Saúde Mental em Segurança da Informação: O Estresse do Analista de SOC
76% dos profissionais de cibersegurança relatam burnout ocasional a constante. Analistas de SOC processam em média 4.800 alertas por dia, 3 vezes mais do que em 2015. É a combinação de alta responsabilidade, ameaça constante e zero reconhecimento que cria um dos ambientes de trabalho mais tóxicos para a saúde mental no setor tech.

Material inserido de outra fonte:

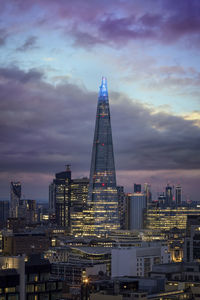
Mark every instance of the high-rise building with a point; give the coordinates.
(121, 206)
(102, 196)
(4, 212)
(67, 200)
(148, 194)
(136, 210)
(178, 195)
(79, 194)
(62, 193)
(169, 195)
(137, 188)
(15, 195)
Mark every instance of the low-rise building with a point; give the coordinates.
(137, 261)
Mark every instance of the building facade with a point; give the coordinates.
(15, 195)
(102, 196)
(136, 210)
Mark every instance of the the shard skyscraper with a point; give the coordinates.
(102, 197)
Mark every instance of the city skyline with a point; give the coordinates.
(48, 90)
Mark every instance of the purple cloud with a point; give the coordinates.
(29, 44)
(117, 22)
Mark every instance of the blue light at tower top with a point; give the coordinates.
(103, 90)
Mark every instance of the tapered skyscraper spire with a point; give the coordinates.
(102, 197)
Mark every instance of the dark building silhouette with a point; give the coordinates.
(62, 197)
(102, 196)
(15, 195)
(178, 195)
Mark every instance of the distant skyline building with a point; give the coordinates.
(102, 196)
(136, 208)
(15, 196)
(67, 199)
(60, 194)
(137, 188)
(178, 195)
(169, 195)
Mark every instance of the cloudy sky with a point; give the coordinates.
(52, 57)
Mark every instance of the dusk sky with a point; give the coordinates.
(53, 54)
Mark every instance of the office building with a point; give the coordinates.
(137, 261)
(137, 188)
(178, 195)
(4, 212)
(27, 210)
(167, 218)
(121, 206)
(79, 194)
(148, 194)
(102, 214)
(67, 199)
(169, 195)
(192, 239)
(60, 197)
(15, 195)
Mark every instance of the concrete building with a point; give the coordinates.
(15, 196)
(137, 261)
(136, 210)
(167, 218)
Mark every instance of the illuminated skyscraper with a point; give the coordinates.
(15, 195)
(169, 195)
(178, 195)
(102, 196)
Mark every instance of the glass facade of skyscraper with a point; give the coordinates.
(102, 214)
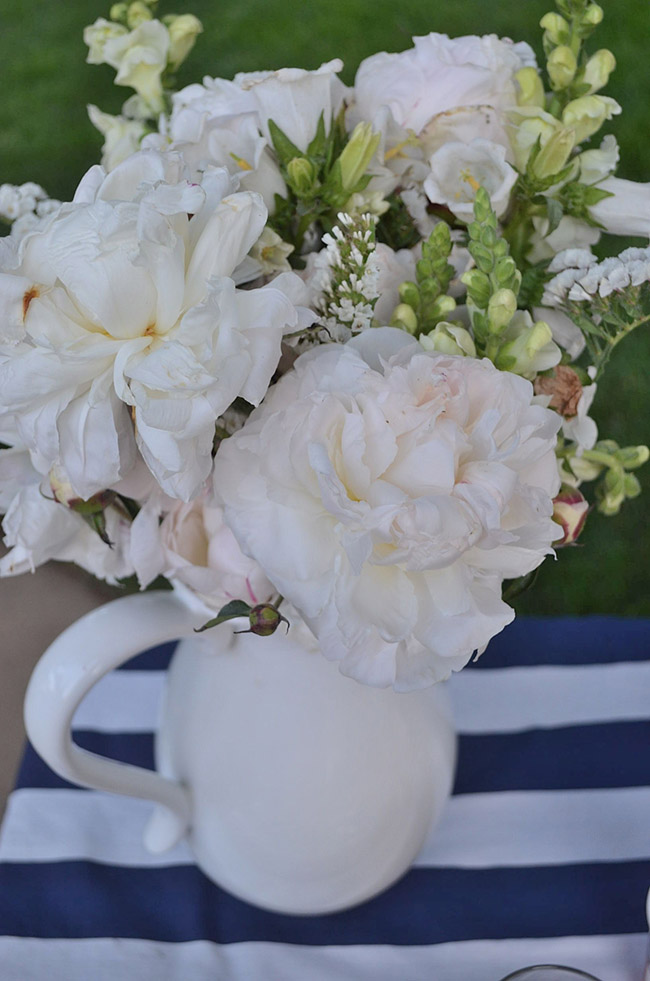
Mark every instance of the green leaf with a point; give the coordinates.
(285, 149)
(231, 611)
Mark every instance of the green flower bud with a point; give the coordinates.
(409, 293)
(633, 456)
(478, 287)
(449, 339)
(404, 317)
(613, 491)
(118, 12)
(555, 153)
(443, 305)
(587, 114)
(520, 354)
(183, 32)
(530, 88)
(302, 174)
(562, 66)
(506, 273)
(593, 15)
(264, 620)
(137, 14)
(501, 309)
(632, 485)
(598, 69)
(555, 27)
(357, 154)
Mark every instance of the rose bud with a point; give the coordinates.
(570, 511)
(264, 620)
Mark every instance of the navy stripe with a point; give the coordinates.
(612, 754)
(155, 659)
(568, 640)
(528, 641)
(133, 747)
(572, 757)
(82, 899)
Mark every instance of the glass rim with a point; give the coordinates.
(548, 967)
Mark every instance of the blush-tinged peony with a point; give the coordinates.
(193, 545)
(123, 327)
(441, 74)
(386, 492)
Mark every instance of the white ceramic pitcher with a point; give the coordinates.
(301, 790)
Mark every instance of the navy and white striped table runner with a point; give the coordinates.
(543, 854)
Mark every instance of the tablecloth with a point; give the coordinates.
(542, 855)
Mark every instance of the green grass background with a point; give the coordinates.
(45, 136)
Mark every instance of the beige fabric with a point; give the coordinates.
(33, 610)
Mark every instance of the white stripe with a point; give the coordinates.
(612, 958)
(59, 825)
(123, 701)
(513, 699)
(477, 830)
(530, 828)
(488, 700)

Sou Deivison Mendes (CRP-04/65709), psicólogo clínico com vivência em segurança da informação e especialização em saúde mental de profissionais de TI. Agende uma conversa.
Por que analistas de SOC têm burnout estrutural?
O burnout em SOC não é falha individual, é resultado de um ambiente estruturalmente disfuncional para saúde mental:
- Volume de alertas impossível: 4.800 alertas/dia por analista é insustentável humanamente. A normalização do 'alert fatigue' não resolve o problema, mascara
- Responsabilidade assimétrica: quando a defesa funciona, ninguém sabe. Quando uma brecha acontece, todos sabem
- Trabalho em turnos e plantão: ciclo circadiano comprometido, sono fragmentado
- Exposição a conteúdo perturbador: analistas de threat intel e DFIR frequentemente lidam com material que tem impacto psicológico real
- Ambiente de urgência constante: o sistema nervoso não foi projetado para estado de ameaça permanente
Sintomas de burnout específicos em profissionais de cybersecurity
No contexto de segurança da informação, o burnout tem apresentação particular:
- Falsa sensação de urgência constante, mesmo fora do trabalho, o 'modo alerta' não desliga
- Desconfiança crônica (característica profissional que invade a vida pessoal)
- Cinismo crescente com as organizações que 'nunca aprendem'
- Hipervigilância: dificuldade de relaxar, insônia, pesadelos com incidentes
- Irritabilidade intensa com usuários e com a gestão
OSINT e saúde mental: quando ver demais adoece
Profissionais de OSINT, threat intelligence e DFIR têm exposição específica: vasculham a dark web, analisam ataques em andamento, processam evidências de crimes cibernéticos. Esse tipo de exposição tem um nome clínico: trauma vicário. É a resposta emocional e psicológica à exposição continuada ao sofrimento ou material perturbador de outros.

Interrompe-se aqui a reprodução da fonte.